Рауль толкает меня в бок и показывает глазами: «Не прозевай!» Я поворачиваюсь и вижу, как в сопровождении четырех ритмистов — пандейро, тамборина, аго-го и куики — стремительно проходит мимо центральной архибанкады мулатка Араси. Взвывают от восторга грингос, исторгая поощрительный свист. Телекамеры, словно завороженные невиданным ритмом, ведут свои носы-объективы за почти неразличимым фейерверком ее мелькающих ног. Но никто в тот момент: ни мы с Раулем, ни грингос на трибунах, ни фоторепортеры, нацелившиеся на Араси, ни жадно припавшие к экранам телезрители — не подозревает о том, что босые ноги этой мулатки были сожжены раскаленным бетоном мостовой еще полчаса назад, когда, потеряв в самом начале дефиле одну туфельку, она сбросила, чтобы не терять равновесия, и вторую. Все смотрят на ее ноги. И никто не видит закушенные от страшной боли губы. И тем более никто на трибунах не заметит, как спустя полчаса в конце Авениды Араси со стоном рухнет на траву у памятника герцогу Кашиасу и приложит к кровоточащим черным ступням протянутую кем-то порцию мороженого.

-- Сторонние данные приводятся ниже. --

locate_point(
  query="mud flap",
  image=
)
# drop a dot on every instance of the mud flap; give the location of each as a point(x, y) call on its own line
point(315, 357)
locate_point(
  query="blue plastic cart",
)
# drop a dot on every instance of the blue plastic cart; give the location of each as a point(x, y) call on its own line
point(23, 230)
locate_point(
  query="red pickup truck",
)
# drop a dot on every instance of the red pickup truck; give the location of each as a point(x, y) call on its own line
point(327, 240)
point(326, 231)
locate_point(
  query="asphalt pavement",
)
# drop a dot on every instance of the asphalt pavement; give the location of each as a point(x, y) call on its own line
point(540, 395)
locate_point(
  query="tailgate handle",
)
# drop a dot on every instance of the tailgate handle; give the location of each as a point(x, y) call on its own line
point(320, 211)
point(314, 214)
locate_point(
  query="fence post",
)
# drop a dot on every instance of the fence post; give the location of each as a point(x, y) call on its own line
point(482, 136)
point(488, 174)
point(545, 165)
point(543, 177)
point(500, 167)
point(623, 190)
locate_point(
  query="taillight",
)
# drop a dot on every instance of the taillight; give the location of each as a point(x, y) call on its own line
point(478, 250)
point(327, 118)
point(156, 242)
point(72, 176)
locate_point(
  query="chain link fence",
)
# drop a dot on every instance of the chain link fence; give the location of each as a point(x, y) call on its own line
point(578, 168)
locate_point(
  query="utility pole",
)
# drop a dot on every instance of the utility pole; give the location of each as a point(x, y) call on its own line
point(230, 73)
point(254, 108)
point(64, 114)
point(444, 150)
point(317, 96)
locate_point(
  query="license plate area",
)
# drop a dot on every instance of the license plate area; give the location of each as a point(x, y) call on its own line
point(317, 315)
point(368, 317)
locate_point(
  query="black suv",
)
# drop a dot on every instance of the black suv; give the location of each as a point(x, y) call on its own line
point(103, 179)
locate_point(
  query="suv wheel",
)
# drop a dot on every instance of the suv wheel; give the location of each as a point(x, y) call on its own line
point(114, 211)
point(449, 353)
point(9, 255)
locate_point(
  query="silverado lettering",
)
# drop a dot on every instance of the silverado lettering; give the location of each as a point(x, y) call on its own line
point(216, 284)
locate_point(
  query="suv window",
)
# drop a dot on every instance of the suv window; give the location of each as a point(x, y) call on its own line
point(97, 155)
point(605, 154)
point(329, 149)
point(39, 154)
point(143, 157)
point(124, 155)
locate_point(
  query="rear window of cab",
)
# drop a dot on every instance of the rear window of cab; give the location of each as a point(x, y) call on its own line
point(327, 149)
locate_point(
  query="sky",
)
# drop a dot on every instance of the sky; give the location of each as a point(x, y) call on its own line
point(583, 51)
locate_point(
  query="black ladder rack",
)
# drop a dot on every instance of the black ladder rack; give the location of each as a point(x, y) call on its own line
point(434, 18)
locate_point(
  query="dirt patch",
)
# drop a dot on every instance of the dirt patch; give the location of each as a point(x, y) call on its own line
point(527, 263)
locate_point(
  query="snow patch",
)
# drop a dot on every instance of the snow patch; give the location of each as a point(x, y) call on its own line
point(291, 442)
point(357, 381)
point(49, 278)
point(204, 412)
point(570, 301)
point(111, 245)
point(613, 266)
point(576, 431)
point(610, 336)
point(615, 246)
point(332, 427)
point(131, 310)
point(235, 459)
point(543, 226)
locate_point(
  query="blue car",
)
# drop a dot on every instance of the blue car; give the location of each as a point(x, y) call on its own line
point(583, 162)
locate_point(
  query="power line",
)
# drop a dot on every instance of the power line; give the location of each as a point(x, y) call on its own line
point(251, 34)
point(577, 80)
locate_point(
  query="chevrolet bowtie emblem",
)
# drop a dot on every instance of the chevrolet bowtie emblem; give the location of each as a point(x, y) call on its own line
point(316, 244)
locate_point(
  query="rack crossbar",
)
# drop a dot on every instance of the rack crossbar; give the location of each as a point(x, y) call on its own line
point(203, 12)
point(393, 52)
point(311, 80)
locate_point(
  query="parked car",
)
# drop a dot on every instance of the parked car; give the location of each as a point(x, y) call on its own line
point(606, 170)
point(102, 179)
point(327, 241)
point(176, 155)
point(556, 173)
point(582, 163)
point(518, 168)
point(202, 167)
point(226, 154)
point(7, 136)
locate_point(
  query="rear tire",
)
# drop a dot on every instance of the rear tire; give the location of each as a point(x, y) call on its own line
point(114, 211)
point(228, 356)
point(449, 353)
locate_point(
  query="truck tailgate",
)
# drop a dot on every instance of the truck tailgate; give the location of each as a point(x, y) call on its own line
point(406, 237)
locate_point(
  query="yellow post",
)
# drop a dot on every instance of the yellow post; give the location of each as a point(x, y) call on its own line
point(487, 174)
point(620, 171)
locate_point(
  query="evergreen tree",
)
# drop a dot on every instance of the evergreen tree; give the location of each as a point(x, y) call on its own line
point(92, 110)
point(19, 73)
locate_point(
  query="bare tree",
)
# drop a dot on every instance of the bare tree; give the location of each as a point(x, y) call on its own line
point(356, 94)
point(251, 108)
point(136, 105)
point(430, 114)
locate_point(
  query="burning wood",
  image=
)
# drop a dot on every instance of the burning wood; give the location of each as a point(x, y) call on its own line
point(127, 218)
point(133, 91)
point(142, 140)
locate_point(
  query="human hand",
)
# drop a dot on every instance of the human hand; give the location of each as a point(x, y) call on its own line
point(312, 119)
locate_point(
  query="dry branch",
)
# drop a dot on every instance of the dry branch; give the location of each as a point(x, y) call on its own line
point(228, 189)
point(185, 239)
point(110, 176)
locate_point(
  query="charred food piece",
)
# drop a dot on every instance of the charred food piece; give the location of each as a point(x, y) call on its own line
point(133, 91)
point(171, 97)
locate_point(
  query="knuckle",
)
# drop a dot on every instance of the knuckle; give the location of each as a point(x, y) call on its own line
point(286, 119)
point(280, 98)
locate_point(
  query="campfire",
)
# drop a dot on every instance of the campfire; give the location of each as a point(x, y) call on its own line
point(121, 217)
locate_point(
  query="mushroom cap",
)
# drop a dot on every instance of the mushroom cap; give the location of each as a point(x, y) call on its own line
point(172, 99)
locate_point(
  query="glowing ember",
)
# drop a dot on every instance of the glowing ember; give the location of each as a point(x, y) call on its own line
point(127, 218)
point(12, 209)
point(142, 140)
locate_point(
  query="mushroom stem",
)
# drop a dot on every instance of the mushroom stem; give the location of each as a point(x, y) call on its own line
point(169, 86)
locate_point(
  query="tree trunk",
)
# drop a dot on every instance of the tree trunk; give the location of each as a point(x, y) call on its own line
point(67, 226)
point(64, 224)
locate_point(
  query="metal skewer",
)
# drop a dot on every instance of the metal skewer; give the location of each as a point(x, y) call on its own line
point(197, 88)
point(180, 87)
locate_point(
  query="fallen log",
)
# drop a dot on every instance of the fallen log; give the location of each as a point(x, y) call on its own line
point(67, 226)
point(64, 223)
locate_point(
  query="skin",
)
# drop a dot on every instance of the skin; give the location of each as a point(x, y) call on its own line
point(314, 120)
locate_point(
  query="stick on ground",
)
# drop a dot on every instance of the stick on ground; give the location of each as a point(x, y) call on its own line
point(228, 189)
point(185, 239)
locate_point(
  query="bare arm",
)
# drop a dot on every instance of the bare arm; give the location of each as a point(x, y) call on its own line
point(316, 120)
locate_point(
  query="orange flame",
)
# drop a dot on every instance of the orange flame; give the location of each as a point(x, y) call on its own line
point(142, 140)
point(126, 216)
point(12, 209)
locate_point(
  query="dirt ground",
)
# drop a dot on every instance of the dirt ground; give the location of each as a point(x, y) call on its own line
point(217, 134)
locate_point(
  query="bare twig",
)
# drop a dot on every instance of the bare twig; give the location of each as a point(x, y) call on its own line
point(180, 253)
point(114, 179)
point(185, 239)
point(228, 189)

Вновь взвивается над Авенидой пронзительный свист Зеки. И еще громче подхватывают «академики» горячий ритм батареи. С неба посыпались листовки. Это сюрприз «Санта-Марты»: она отпечатала текст своей самбы, наняла вертолет, который разбрасывает листовки по всему городу. И вот уже вся Авенида, весь Рио превращается в миллионный хор, повергающий в экстаз и ужас уцелевших на своей архибанкаде грингос. Весь город подхватывает слова самбы, которую поют Силвия с Терезиньей, и Зека, дирижирующий батареей, и маленький философ Эскуриньо, выписывающий своими черными ногами какие-то немыслимые вензеля, и Дамиан, толкающий тележку с изображением императорского дворца в саду Боа-Виста (на что еще может пригодиться этот дряхлый старик, которого все-таки жалко оставить дома!), и дона Мария, уже очнувшаяся в тени и со слезами на глазах следящая, как самая великая, любимая, родная школа впервые за тридцать шесть последних лет проходит по Авениде без доны Марии…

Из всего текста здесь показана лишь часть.